Copyright (C) 2021-2022, Intel Corporation

SPDX-License-Identifier: Apache-2.0

Major Portions of this code are copyright of their respective authors and released under the General Public License Version 3.0:
- For licensing see https://github.com/WongKinYiu/yolov7/blob/main/LICENSE.md

# Object detection with YOLOv7 in Python using OpenVINO™ Execution Provider:

1. The Object detection sample uses a YOLOv7 Deep Learning ONNX Model.

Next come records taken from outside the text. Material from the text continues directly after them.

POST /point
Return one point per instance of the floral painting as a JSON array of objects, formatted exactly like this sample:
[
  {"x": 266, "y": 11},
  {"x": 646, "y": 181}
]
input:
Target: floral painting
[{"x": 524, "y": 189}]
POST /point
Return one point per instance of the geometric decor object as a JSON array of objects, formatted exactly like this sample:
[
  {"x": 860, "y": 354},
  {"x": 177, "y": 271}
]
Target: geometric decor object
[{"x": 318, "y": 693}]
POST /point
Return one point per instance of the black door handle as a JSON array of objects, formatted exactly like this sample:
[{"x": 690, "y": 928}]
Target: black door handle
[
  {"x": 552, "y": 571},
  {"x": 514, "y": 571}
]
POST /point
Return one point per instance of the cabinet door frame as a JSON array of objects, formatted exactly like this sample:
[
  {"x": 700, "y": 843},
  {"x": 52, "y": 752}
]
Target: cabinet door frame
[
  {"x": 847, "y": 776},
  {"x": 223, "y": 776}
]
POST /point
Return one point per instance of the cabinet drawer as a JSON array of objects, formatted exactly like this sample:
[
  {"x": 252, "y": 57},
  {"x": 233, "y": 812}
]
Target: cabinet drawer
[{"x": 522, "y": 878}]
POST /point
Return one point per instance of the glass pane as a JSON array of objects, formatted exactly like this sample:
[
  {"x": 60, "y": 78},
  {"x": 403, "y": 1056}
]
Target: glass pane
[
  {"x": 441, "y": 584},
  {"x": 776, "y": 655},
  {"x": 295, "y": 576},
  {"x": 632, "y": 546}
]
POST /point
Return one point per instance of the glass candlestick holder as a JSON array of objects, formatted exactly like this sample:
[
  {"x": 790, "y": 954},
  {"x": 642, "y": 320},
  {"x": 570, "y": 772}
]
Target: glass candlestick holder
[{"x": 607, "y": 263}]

2. The sample involves presenting an image to ONNX Runtime (RT), which uses the OpenVINO™ Execution Provider to run inference on various Intel hardware devices as mentioned before and perform object detection to detect up to 80 different objects like person, bicycle, car, motorbike and much more from the coco dataset.

**Before starting with this notebook please make sure to perform the required installations as mentioned below:**
1. [YoloV7 installation requirements](https://github.com/WongKinYiu/yolov7#installation)
2. [NNCF Onnx (Experimental Requirements)](https://github.com/openvinotoolkit/nncf/tree/54a444fb6ef1806c7ab8e647f762e2547ceb95bf#installation)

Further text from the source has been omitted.